Le proposte avanzate in questa difficile fase dell’economia europea sono apparse spesso nella giusta direzione, ma, essendo limitate ai singoli quadri nazionali, ne compromettono la realizzabilità, l’efficacia, l’economicità.
E’ invece indispensabile il varo di un “piano europeo”, dell’importo di circa 300/500 miliardi di euro, da erogare nell’arco di tre/cinque anni, finalizzato al rilancio degli investimenti, coinvolgendo la Banca europea degli investimenti (BEI) nella istruttoria e gestione degli interventi, da effettuare attraverso un “Fondo Patrimoniale” che mantenga la proprietà degli investimenti effettuati, al fine di disporre – con un reddito sia pure differito – di risorse per le nuove generazioni.
Il piano dovrebbe essere accompagnato da un rilancio del Fondo europeo destinato a finanziare gli effetti della globalizzazione sul lavoro, utilizzando i proventi della tassa sulle transazioni finanziarie nell’ordine di 30 miliardi annui. Il “Piano” dovrebbe consentire la creazione di almeno 20 milioni di nuovi posti di lavoro, dimezzando così l’attuale tasso di disoccupazione.
In tale quadro, il bilancio europeo dovrebbe, a termine, essere finanziato esclusivamente da risorse proprie e la “carbon tax”, quella sulle transazioni finanziarie, la nuova IVA europea ne dovrebbero essere le componenti essenziali.
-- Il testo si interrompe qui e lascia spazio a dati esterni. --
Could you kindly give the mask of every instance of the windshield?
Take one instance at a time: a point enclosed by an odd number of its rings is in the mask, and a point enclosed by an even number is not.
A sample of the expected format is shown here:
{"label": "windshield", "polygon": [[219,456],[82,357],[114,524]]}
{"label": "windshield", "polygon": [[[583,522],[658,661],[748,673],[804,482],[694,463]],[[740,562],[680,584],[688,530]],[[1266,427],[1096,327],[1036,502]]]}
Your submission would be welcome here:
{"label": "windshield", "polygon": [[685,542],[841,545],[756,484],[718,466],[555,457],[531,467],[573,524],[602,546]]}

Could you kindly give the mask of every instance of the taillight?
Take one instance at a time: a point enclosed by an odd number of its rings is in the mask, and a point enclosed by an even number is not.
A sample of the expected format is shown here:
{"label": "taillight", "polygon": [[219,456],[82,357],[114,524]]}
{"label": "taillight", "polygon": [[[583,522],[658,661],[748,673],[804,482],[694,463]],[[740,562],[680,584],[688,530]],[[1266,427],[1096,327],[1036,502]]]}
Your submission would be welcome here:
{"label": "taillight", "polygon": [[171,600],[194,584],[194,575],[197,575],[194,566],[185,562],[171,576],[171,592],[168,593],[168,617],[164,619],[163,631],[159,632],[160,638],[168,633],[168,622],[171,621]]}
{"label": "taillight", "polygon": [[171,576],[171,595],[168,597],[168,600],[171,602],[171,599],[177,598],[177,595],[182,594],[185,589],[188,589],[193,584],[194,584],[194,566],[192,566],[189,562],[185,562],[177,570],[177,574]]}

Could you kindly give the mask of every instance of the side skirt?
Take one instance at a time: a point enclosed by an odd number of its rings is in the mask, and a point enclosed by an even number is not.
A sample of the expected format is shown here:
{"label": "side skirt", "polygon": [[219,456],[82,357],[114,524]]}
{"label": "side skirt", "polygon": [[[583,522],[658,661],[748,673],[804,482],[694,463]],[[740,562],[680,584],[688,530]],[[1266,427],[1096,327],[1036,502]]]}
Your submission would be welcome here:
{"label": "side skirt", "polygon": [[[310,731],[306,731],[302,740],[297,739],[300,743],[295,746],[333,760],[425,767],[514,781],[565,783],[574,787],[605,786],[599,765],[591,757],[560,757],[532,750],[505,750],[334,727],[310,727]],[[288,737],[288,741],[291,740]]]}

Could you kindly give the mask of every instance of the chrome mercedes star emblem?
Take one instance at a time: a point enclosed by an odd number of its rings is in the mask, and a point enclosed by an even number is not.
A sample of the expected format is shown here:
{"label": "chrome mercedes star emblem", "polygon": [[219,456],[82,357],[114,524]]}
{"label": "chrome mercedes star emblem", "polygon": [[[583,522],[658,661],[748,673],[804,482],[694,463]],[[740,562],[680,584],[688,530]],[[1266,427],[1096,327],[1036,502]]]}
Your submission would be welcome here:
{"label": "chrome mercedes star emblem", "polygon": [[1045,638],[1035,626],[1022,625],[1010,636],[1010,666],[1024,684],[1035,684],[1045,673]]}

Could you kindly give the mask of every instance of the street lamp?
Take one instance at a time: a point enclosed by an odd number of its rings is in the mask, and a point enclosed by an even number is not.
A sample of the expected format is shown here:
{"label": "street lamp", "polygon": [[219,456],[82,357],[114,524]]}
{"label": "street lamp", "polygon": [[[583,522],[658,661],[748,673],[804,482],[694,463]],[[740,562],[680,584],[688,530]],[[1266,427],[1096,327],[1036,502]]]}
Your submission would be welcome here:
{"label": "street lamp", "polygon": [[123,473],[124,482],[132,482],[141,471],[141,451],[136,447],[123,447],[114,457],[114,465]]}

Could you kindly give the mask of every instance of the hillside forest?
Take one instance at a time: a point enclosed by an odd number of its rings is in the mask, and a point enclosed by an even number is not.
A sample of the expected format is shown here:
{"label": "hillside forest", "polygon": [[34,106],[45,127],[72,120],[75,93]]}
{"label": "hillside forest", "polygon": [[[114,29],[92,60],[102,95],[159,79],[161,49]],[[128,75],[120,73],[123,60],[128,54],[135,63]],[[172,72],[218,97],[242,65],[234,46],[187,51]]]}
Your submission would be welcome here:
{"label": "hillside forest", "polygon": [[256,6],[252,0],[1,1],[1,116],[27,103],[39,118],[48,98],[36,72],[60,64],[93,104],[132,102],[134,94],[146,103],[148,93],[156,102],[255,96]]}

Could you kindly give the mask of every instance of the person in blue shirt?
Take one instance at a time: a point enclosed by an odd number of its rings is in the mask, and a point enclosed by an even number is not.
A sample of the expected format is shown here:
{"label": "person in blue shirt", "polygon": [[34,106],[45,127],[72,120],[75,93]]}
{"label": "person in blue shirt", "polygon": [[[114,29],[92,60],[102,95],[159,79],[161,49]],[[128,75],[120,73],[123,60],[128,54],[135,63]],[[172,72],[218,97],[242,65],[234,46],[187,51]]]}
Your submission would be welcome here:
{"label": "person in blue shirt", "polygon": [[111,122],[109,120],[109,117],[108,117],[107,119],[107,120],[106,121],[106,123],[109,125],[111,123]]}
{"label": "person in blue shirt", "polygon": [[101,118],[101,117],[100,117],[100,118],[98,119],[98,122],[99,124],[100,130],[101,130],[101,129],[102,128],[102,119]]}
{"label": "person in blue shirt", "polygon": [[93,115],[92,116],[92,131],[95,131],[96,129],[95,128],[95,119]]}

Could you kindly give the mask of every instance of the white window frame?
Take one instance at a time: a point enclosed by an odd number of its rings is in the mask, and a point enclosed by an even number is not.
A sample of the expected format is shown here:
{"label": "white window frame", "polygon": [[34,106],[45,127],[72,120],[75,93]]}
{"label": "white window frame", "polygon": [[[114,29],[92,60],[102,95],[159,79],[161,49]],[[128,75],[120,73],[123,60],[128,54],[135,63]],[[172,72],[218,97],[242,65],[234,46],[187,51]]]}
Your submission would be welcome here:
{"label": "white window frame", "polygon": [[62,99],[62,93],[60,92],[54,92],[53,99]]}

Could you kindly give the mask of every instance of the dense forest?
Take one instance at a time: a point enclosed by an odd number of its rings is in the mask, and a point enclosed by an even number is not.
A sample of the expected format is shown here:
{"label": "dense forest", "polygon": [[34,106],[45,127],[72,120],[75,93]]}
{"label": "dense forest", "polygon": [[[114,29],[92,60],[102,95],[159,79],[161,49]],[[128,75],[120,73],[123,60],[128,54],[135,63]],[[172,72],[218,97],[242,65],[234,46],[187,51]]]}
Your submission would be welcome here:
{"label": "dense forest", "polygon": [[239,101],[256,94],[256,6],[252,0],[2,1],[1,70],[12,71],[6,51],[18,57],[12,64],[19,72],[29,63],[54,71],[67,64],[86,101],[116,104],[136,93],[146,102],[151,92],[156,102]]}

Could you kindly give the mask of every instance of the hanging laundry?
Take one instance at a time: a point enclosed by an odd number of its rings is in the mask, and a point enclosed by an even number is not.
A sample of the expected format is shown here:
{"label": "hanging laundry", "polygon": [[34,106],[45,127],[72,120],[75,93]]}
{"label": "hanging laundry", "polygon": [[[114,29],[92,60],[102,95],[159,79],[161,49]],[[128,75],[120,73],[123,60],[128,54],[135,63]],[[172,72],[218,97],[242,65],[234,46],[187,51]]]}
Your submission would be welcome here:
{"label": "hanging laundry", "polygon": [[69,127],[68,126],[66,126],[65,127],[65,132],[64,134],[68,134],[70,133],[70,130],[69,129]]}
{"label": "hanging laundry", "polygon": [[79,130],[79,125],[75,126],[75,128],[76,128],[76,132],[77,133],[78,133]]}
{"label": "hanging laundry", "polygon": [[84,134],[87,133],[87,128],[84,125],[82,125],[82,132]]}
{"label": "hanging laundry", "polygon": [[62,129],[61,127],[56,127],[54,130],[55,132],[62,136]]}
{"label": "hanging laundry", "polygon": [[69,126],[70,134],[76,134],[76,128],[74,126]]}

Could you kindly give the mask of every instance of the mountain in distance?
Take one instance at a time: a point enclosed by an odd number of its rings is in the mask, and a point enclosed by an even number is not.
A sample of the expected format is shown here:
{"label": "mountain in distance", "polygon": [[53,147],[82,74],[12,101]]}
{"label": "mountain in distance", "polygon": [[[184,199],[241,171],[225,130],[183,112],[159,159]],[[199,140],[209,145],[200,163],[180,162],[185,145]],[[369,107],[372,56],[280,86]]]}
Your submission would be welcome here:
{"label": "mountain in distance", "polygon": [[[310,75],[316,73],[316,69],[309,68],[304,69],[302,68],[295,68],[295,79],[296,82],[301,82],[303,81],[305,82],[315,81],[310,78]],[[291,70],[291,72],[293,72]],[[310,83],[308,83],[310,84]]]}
Qualora si riscontrassero insuperabili difficoltà per la partecipazione di tutti gli Stati al Piano, occorrerebbe prevedere la possibilità procedere da parte di un gruppo di Paesi membri, attivando le norme sulle cooperazioni rafforzate, specialmente da parte dell’Eurogruppo e degli Stati che volessero associarsi.